Style — a man has that. No matter how eccentric that style is, it is uncontrived. It’s a set of rules.
He understands the basic mechanics of the planet. Or he can close one eye, look up at the sun, and tell you what time of day it is. Or where north is. He can tell you where you might find something to eat or where the fish run. He understands electricity or the internal-combustion engine, the mechanics of flight or how to figure a pitcher’s ERA.
A man does not know everything. He doesn’t try. He likes what other men know.
A man can tell you he was wrong. That he did wrong. That he planned to. He can tell you when he is lost. He can apologize, even if sometimes it’s just to put an end to the bickering.
A man does not wither at the thought of dancing. But it is generally to be avoided.
A man watches. Sometimes he goes and sits at an auction knowing he won’t spend a dime, witnessing the temptation and the maneuvering of others. Sometimes he stands on the street corner watching stuff. This is not about quietude so much as collection. It is not about meditation so much as considering. A man refracts his vision and gains acuity. This serves him in every way. No one taught him this — to be quiet, to cipher, to watch. In this way, in these moments, the man is like a zoo animal: both captive and free. You cannot take your eyes off a man when he is like that. You shouldn’t. The hell if you know what he is thinking, who he is, or what he will do next.

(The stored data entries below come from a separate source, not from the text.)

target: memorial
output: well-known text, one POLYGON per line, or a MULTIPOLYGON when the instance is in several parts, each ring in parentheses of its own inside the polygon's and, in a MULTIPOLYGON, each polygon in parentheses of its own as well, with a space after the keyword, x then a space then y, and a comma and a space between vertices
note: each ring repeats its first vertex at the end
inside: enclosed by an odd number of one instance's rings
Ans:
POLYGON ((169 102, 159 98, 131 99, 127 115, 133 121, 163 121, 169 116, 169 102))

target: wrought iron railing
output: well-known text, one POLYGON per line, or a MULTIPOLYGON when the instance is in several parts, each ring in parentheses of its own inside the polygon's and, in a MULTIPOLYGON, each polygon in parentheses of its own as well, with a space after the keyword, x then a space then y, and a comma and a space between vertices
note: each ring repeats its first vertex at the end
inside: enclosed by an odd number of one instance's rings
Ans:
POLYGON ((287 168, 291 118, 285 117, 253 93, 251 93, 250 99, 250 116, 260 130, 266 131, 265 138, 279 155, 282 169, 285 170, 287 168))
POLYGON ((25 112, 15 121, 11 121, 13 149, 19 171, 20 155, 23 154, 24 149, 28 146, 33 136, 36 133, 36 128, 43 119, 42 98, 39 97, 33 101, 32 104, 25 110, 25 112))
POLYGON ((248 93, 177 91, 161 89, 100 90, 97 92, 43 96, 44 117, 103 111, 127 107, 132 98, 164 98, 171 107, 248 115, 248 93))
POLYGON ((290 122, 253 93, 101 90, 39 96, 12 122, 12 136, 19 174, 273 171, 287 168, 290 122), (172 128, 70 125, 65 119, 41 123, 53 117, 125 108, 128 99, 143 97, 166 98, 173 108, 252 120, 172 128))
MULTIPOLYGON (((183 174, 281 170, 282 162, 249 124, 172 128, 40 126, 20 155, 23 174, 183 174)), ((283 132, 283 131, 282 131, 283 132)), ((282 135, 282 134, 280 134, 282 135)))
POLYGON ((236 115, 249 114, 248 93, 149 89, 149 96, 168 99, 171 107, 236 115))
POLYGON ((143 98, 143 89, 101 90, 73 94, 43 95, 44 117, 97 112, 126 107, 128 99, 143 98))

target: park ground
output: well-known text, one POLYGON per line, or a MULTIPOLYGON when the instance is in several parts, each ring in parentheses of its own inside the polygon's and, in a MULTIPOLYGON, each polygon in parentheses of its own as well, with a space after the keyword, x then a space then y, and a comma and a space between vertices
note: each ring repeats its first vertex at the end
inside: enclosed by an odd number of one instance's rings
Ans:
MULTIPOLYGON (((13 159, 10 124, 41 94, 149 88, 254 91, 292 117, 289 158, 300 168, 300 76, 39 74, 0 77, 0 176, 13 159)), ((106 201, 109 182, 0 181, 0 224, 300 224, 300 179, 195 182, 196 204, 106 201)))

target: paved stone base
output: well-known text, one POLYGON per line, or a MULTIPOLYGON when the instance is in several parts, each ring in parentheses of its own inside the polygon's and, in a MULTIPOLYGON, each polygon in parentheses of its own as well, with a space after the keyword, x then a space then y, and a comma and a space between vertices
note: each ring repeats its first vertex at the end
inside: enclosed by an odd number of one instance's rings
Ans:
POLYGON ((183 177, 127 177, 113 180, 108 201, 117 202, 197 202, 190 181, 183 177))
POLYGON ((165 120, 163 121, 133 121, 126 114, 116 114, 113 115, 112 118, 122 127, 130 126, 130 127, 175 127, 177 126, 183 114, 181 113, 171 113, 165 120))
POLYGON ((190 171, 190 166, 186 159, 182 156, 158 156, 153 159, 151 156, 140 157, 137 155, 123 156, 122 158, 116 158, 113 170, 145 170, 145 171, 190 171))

I like things like this, because as a man they offer an unofficial checklist towards life whether you agree on all his points or not. Interesting that it divulges into loneliness and observation, two things inextricably linked but vastly different.
I wonder how many young men have actually learned to patiently observe as he describes in the last paragraph. Knowing my peers, I would say not many. Perhaps, it’s a gift(curse?) rather than an inherent trait.